The process in place for Home to Home is fairly simple. When someone contacts the Panhandle Animal Shelter wanting to surrender a pet, the staff or hotline volunteers first get a proper understanding as to why this is happening. Often there are programs PAS can point pet owners towards for help covering spay/neuter, feeding costs and behavioral issues. It is always the first and foremost priority to keep the animal with its owner, however if this simply is not a reality, the Home to Home program is often the next step.

Pet owners are encouraged to register their animals on the website. Owners will fill out their contact information as well as the breed and age of their animal. A photo is uploaded and additional information on the pet or circumstance for surrender is posted. Once that photo is posted, it is also shared on the PAS Facebook page and can reach its nearly 10,000 followers.

Those looking to bring a pet into their home can click on the “Find a Pet” tab on the website where all of the pets posted on the site are located. If there is interest in an animal, the two parties agree to meet up. If it works out, the animal will find a new home without having to go through the shelter process. No money is ever exchanged and the Panhandle Animal Shelter staff does a follow-up each time to make sure everything went well on the exchange.

“There’s typically shaming involved when surrendering pets like; ‘that must be a bad person,’ or ‘they should have never gotten a pet in the first place’,” said Evans. “We are here to make sure no one is shamed, and we make the right choice for you and your pet.”

Through the first seven months of being up, 80 pets have been posted with 40 finding new adoptive homes. Just 10 of those 80 have ended up being surrendered to PAS. Without the site, it’s likely that each one would have been taken to the shelter. According to PAS, there are some very big benefits to avoiding even a few days of shelter for animals in need of adoption.

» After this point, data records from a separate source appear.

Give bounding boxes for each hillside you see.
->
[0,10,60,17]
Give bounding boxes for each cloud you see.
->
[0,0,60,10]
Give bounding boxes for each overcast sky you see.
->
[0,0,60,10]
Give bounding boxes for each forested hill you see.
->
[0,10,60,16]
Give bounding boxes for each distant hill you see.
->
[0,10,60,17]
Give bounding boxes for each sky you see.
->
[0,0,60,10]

Home to Home reduces stress on animals by keeping them out of the shelter. This leaves more shelter resources available to animals with no other options. The program also gives potential new owners a chance to learn more about the animals directly from the current owner.

While many of the animals are in need of permanent homes, some community members are just looking for some temporary help while dealing with sudden life changes. A sudden illness might not allow owners to take care of their pet, and immediate family might need someone to look after the animal before they can take it into their lives.

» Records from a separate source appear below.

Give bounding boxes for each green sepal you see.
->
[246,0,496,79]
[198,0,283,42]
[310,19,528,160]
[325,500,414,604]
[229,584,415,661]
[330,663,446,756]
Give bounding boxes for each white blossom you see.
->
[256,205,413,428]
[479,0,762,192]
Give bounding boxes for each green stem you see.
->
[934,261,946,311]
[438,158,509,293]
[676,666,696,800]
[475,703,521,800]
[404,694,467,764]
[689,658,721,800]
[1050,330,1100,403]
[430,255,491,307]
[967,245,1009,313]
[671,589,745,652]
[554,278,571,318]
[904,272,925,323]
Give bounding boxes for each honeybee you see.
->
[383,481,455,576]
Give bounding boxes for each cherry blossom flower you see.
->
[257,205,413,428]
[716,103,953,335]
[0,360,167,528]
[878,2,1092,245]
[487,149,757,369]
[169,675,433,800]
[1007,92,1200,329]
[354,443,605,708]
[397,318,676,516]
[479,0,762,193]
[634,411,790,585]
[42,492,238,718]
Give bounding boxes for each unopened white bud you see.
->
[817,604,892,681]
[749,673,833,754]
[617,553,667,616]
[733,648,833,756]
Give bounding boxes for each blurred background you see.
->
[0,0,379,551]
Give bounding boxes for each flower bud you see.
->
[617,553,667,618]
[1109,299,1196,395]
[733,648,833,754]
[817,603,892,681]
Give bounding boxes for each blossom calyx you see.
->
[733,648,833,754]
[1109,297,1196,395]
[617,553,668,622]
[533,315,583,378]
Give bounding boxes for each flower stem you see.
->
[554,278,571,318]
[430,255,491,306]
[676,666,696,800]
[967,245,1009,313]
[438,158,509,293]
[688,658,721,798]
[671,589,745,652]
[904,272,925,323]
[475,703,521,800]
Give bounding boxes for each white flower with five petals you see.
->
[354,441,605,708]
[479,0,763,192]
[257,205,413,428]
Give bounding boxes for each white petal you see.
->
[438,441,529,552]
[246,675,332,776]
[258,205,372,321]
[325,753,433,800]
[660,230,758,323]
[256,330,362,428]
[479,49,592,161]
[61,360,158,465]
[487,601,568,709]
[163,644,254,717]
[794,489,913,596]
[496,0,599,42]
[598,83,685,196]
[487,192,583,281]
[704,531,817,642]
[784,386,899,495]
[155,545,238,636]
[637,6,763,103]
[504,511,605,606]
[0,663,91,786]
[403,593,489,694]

“We recently had a Coon Hound up on the site where the owner just needed someone to give their pet a home for three months. Incredibly, we found a foster home for the animal in just three days,” said Evans.

With the initial success of the website, Evans is reaching out to other shelters to share the program and some of the early figures. Her twin sister operates a shelter in California and the two are working on setting up a partner shelter system.

“I was really surprised at the success of it, and this is really making a huge difference in our community,” said Evans. With an upcoming attempt to bring the program into the national spotlight, a bigger website presence is being funded through a private foundation. Locals can also directly support both the mission of Home to Home and the Panhandle Animal Shelter with donations through the website or by volunteering.

The Panhandle Animal Shelter hopes that seeing more pets on the site and sharing these animals through their social media platforms will continue to reduce the number of direct surrenders at the shelter. Early indications show that this is entirely possible, and Evans is excited to see how the program continues to grow on both a local and national level.

“I’m really excited to report back to the grant and share the success we’ve had thanks to that program,” she said.

It’s never easy making the decision to part ways with a pet. People might feel ashamed, but reaching out to PAS you will not be shamed and might even find ways of keeping your pet you hadn’t thought of before. If your animal does need a new home, it is comforting to know there is a platform locally where you can find another passionate member in your own community, meet them and know that your beloved pet is going to a home where it will be loved and cared for.